Die Wahl in Sardinien

In Italien gab es im Februar zwei Regionalwahlen: vor knapp drei Wochen in den Abruzzen, vor sechs Tagen in Sardinien. In beiden Regionen gab es bisher Mittelinks-Regierungen, in beiden siegte jetzt die Rechte. Der Wahlkampf wurde vor allem zwischen drei Blöcken geführt: die Rechte um Salvinis Lega und Berlusconis Forza Italia, Mittelinks um die PD samt einigen Bürgerlisten, und die 5-Sterne-Bewegung, die noch einmal ohne Bündnispartner antrat. Die Ergebnisse ähneln sich erstaunlich: Die Rechte siegte jeweils mit 48 %, während Mittelinks auf gut 30 % zurückfiel (in den Abruzzen auf 31,3 %, in Sardinien auf 32,9 %). Da dies angesichts der Prognosen zu erwarten war, hat es kaum jemanden aufgeregt. Die eigentliche Überraschung ist, dass die 5SB in beiden Regionen abgeschlagen auf dem dritten Rang landete (in den Abruzzen bei 20 %, in Sardinien bei 11 %).

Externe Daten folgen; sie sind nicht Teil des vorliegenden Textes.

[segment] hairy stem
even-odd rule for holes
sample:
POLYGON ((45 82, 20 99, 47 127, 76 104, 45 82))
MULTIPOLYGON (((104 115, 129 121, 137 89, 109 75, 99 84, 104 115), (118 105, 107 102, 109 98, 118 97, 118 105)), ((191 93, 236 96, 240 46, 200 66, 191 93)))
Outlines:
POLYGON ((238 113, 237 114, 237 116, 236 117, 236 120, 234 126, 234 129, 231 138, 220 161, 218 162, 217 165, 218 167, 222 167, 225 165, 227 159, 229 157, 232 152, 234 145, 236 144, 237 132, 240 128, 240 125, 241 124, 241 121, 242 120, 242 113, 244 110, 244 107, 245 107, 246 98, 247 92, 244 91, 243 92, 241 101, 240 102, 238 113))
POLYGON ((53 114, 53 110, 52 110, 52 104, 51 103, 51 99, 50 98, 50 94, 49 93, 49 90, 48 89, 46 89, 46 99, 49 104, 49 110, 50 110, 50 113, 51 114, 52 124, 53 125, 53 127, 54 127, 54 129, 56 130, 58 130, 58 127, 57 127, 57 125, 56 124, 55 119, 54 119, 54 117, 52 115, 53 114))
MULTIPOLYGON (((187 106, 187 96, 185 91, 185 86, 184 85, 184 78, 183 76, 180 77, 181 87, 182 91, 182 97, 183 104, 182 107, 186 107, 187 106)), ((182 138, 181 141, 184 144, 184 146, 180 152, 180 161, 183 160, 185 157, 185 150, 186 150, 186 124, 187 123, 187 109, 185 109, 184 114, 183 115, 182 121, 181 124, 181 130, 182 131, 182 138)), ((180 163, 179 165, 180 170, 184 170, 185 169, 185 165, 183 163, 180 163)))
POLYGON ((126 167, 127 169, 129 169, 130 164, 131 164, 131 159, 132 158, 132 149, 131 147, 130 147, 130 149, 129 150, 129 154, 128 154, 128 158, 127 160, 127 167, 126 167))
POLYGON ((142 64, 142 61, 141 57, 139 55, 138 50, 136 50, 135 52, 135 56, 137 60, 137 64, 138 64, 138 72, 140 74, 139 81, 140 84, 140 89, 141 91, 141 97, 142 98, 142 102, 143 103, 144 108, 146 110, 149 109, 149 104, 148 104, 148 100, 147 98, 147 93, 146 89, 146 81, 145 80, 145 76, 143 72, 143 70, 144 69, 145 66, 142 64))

5-Sterne-Bewegung: langsamer Abstieg

Dies Ergebnis kann allerdings nur dann überraschen, wenn als Vergleichsmaßstab nicht die früheren Regionalwahlen, sondern die nationale Wahl im März 2018 herangezogen wird. Denn im Vergleich zu den Regionalwahlen von 2014 hielt sich die 5SB in den Abruzzen auf etwa gleichem Niveau, während sie in Sardinien, wo sie 2014 als junge Partei noch nicht einmal antrat, ihre heutigen 11 % sogar als Erfolg feiern kann. Aber nicht zu übersehen ist der Abfall gegenüber der Märzwahl vor einem Jahr, wo sie in den Abruzzen mit 40 % und in Sardinien mit sogar 42,4 % aller abgegebenen Stimmen mit riesigem Vorsprung zur stärksten Partei worden war. Von diesen Stimmen hat sie bei den Regionalwahlen etwa drei Viertel wieder verloren. Die genauere Analyse der Wählerwanderungen in den Abruzzen zeigt, wo sie geblieben sind: Nur 30 % ihrer Märzwähler wählten wieder die 5SB, während 50 % in die Wahlenthaltung zurückkehrten und die restlichen 20 Prozent diesmal zur Hälfte PD, zur Hälfte Lega wählten. Wenn man unterstellt, dass die ersten 10 Prozent vor allem frühere PD-Wähler waren, so war es für sie eine „Rückkehr“, während sich für die zweiten 10 Prozent die Märzwahl als Durchlauferhitzer Richtung Lega erwies. Der zuletzt genannte Befund passt zu den Prognosen, dass sich seit der Märzwahl die Kräfteverhältnisse in der Koalition immer mehr zugunsten der Lega verschieben, so dass sie schon längst nicht mehr nur ihr „Juniorpartner“, sondern zu ihrer führenden Kraft geworden ist.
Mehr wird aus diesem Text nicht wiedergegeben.